As readers, we often like to say that reading makes us more empathetic people: that because we read, we can put ourselves in the lives and hearts of other people. That ability to crawl inside the experiences of people who have different lives from us is one of the reasons why diversity in literature is so important. While everyone is thinking about Robin Williams’ suicide in the wake of his struggles with depression, I thought I would take the opportunity to recommend three books that explore what it is to live with suicidal thoughts and depression. Because the only way to combat stigma is with empathy.
Swing Low: A Life by Miriam Toews is an imagined memoir written in the voice of Toews father, who took his own life in 1998. This is very much a book about a daughter searching for understanding and forgiveness for her father. Through this book, Toews describes the complicated interior life of her father who, respected in his Mennonite community and loved by his family, tries desperately to conceal the bipolar disorder that is causing his world to unravel. Through the book, Toews’ depiction of her father, up to and including his decision to end his life, is full of compassion and humanity. Toews would eventually also lose her sister to suicide, an experience exquisitely fictionalized in the forthcoming All My Puny Sorrows (if you’re in Canada, it’s already out — go forth and discover).
The Savage God: A Study of Suicide by Al Alvarez is one of the classic books about this topic, and is part non-fiction sociological exploration, part meditation on Sylvia Plath, part memoir of his own attempted suicide, and part exploration of the role of suicide in the history of literature. It is a difficult book to read, both in form and content, but also incredibly rewarding for its empathetic and challenging interrogation of what Alvarez terms “the final human taboo.” If you’ve ever wanted to think more deeply about why you feel the way you do when you hear about a suicide, and if you’ve ever pondered the larger significance of our simultaneous fascination with and denunciation of the act of suicide, Alvarez’s study is the most complete and effective I’ve encountered.
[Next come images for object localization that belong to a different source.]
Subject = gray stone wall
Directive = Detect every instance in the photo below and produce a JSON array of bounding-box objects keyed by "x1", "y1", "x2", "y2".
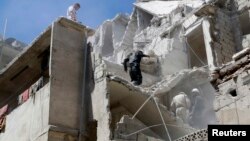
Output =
[
  {"x1": 49, "y1": 21, "x2": 86, "y2": 130},
  {"x1": 215, "y1": 70, "x2": 250, "y2": 124},
  {"x1": 235, "y1": 0, "x2": 250, "y2": 11},
  {"x1": 91, "y1": 53, "x2": 111, "y2": 141},
  {"x1": 0, "y1": 84, "x2": 50, "y2": 141},
  {"x1": 214, "y1": 9, "x2": 237, "y2": 65}
]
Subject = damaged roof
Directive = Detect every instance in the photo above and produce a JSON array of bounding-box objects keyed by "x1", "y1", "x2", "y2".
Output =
[{"x1": 134, "y1": 0, "x2": 204, "y2": 16}]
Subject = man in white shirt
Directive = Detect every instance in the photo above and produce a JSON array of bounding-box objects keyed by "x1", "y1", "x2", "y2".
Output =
[
  {"x1": 67, "y1": 3, "x2": 81, "y2": 22},
  {"x1": 170, "y1": 92, "x2": 191, "y2": 123}
]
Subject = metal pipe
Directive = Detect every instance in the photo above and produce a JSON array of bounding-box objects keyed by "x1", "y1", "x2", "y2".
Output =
[
  {"x1": 132, "y1": 92, "x2": 154, "y2": 119},
  {"x1": 78, "y1": 31, "x2": 89, "y2": 141},
  {"x1": 154, "y1": 98, "x2": 172, "y2": 141}
]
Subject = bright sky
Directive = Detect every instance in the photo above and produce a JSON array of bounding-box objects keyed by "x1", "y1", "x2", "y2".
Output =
[{"x1": 0, "y1": 0, "x2": 134, "y2": 44}]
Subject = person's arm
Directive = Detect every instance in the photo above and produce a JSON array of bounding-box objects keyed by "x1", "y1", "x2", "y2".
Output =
[
  {"x1": 122, "y1": 57, "x2": 129, "y2": 72},
  {"x1": 142, "y1": 54, "x2": 150, "y2": 58},
  {"x1": 170, "y1": 100, "x2": 176, "y2": 115},
  {"x1": 185, "y1": 95, "x2": 191, "y2": 110},
  {"x1": 122, "y1": 53, "x2": 132, "y2": 72},
  {"x1": 189, "y1": 97, "x2": 198, "y2": 117},
  {"x1": 72, "y1": 10, "x2": 77, "y2": 21}
]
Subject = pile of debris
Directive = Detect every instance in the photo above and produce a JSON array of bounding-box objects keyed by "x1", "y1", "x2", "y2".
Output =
[{"x1": 211, "y1": 48, "x2": 250, "y2": 89}]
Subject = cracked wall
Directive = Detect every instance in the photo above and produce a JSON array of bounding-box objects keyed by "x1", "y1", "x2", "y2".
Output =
[
  {"x1": 3, "y1": 0, "x2": 250, "y2": 141},
  {"x1": 214, "y1": 9, "x2": 237, "y2": 65},
  {"x1": 212, "y1": 48, "x2": 250, "y2": 124}
]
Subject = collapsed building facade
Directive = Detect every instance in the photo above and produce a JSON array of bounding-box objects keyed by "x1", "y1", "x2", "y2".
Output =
[
  {"x1": 1, "y1": 0, "x2": 250, "y2": 141},
  {"x1": 0, "y1": 36, "x2": 26, "y2": 69}
]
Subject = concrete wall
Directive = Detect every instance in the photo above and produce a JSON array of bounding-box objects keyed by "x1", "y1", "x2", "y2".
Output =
[
  {"x1": 112, "y1": 15, "x2": 129, "y2": 50},
  {"x1": 91, "y1": 54, "x2": 111, "y2": 141},
  {"x1": 242, "y1": 34, "x2": 250, "y2": 48},
  {"x1": 0, "y1": 18, "x2": 90, "y2": 141},
  {"x1": 215, "y1": 70, "x2": 250, "y2": 124},
  {"x1": 235, "y1": 0, "x2": 250, "y2": 11},
  {"x1": 100, "y1": 21, "x2": 114, "y2": 57},
  {"x1": 0, "y1": 84, "x2": 50, "y2": 141},
  {"x1": 157, "y1": 27, "x2": 189, "y2": 76},
  {"x1": 239, "y1": 10, "x2": 250, "y2": 36},
  {"x1": 49, "y1": 21, "x2": 86, "y2": 131},
  {"x1": 48, "y1": 131, "x2": 77, "y2": 141},
  {"x1": 134, "y1": 23, "x2": 189, "y2": 76},
  {"x1": 214, "y1": 9, "x2": 237, "y2": 65},
  {"x1": 239, "y1": 10, "x2": 250, "y2": 49},
  {"x1": 137, "y1": 9, "x2": 153, "y2": 32},
  {"x1": 92, "y1": 14, "x2": 129, "y2": 62},
  {"x1": 114, "y1": 10, "x2": 138, "y2": 64}
]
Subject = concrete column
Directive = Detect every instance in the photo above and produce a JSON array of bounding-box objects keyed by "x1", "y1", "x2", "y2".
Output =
[
  {"x1": 202, "y1": 18, "x2": 216, "y2": 70},
  {"x1": 49, "y1": 20, "x2": 87, "y2": 132}
]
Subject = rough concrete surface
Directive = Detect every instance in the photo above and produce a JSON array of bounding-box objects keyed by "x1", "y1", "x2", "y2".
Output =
[{"x1": 2, "y1": 0, "x2": 250, "y2": 141}]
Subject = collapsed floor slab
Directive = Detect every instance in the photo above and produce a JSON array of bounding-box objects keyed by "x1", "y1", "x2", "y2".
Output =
[{"x1": 91, "y1": 54, "x2": 216, "y2": 140}]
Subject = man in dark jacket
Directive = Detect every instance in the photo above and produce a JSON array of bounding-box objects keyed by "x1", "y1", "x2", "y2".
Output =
[{"x1": 123, "y1": 50, "x2": 150, "y2": 85}]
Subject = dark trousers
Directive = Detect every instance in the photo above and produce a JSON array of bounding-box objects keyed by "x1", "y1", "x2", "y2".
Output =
[{"x1": 129, "y1": 63, "x2": 142, "y2": 85}]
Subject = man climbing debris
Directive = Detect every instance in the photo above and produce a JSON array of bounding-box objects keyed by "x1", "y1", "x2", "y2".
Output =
[
  {"x1": 67, "y1": 3, "x2": 81, "y2": 22},
  {"x1": 170, "y1": 92, "x2": 191, "y2": 123},
  {"x1": 123, "y1": 50, "x2": 150, "y2": 86}
]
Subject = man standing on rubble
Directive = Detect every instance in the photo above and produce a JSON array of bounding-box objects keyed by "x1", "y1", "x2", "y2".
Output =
[
  {"x1": 122, "y1": 50, "x2": 150, "y2": 85},
  {"x1": 67, "y1": 3, "x2": 81, "y2": 22}
]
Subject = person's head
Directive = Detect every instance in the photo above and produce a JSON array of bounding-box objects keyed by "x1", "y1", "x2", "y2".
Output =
[
  {"x1": 74, "y1": 3, "x2": 81, "y2": 10},
  {"x1": 134, "y1": 50, "x2": 144, "y2": 57},
  {"x1": 191, "y1": 88, "x2": 200, "y2": 96}
]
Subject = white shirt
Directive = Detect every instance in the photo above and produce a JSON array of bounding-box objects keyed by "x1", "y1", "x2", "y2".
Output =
[{"x1": 67, "y1": 5, "x2": 77, "y2": 21}]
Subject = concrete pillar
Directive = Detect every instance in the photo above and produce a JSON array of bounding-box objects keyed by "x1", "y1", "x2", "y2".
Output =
[
  {"x1": 202, "y1": 18, "x2": 216, "y2": 70},
  {"x1": 49, "y1": 20, "x2": 87, "y2": 133}
]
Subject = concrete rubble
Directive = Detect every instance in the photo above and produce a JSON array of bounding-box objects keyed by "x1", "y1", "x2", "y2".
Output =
[
  {"x1": 211, "y1": 47, "x2": 250, "y2": 124},
  {"x1": 1, "y1": 0, "x2": 250, "y2": 141},
  {"x1": 89, "y1": 0, "x2": 250, "y2": 140}
]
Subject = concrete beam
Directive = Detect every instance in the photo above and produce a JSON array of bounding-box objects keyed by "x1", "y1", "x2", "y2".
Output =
[{"x1": 0, "y1": 27, "x2": 51, "y2": 96}]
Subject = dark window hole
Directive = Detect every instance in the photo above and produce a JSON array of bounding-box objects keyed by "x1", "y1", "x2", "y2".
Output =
[{"x1": 229, "y1": 89, "x2": 237, "y2": 97}]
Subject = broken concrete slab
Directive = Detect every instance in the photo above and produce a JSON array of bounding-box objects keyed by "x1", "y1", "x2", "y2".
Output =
[
  {"x1": 134, "y1": 0, "x2": 204, "y2": 17},
  {"x1": 107, "y1": 75, "x2": 194, "y2": 140}
]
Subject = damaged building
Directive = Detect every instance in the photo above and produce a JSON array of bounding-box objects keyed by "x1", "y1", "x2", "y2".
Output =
[
  {"x1": 0, "y1": 37, "x2": 26, "y2": 69},
  {"x1": 1, "y1": 0, "x2": 250, "y2": 141}
]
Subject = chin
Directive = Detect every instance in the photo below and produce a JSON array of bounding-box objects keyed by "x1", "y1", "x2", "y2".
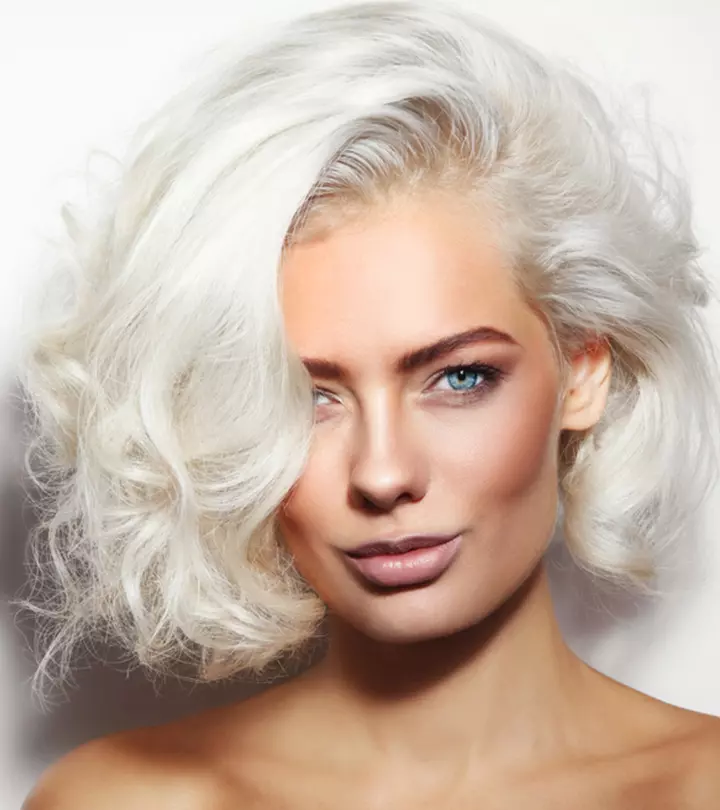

Marbles: Mania, Depression, Michelangelo, and Me by Ellen Forney is a graphic memoir about Forney’s experiences with bipolar disorder. What I love about this inside look at mental illness, treatment, and recovery is that Forney is so much more than her mental state, even when that state is totalizing. This memoir is witty and unblinkingly honest, and Forney’s images will astound you with her ability to express her experiences of bleakness and loneliness in her sparse black-and-white style. This comic also very thoughtfully examines the idea that art and mental illness sometimes seem to be inextricably linked, and offers examples of some of the incredible contributions people suffering with depression have made to our creative lives.
I really believe that books about difficult experience can help us to empathize, and that through empathy we can build safe places to have these difficult conversations. In fact, I kind of think that kind of mind-opening and growth is the whole point of reading. And if someone reaches out to you in a time of despair, find the strength not to change the subject. Let’s figure out what we need to talk about when we talk about suicide.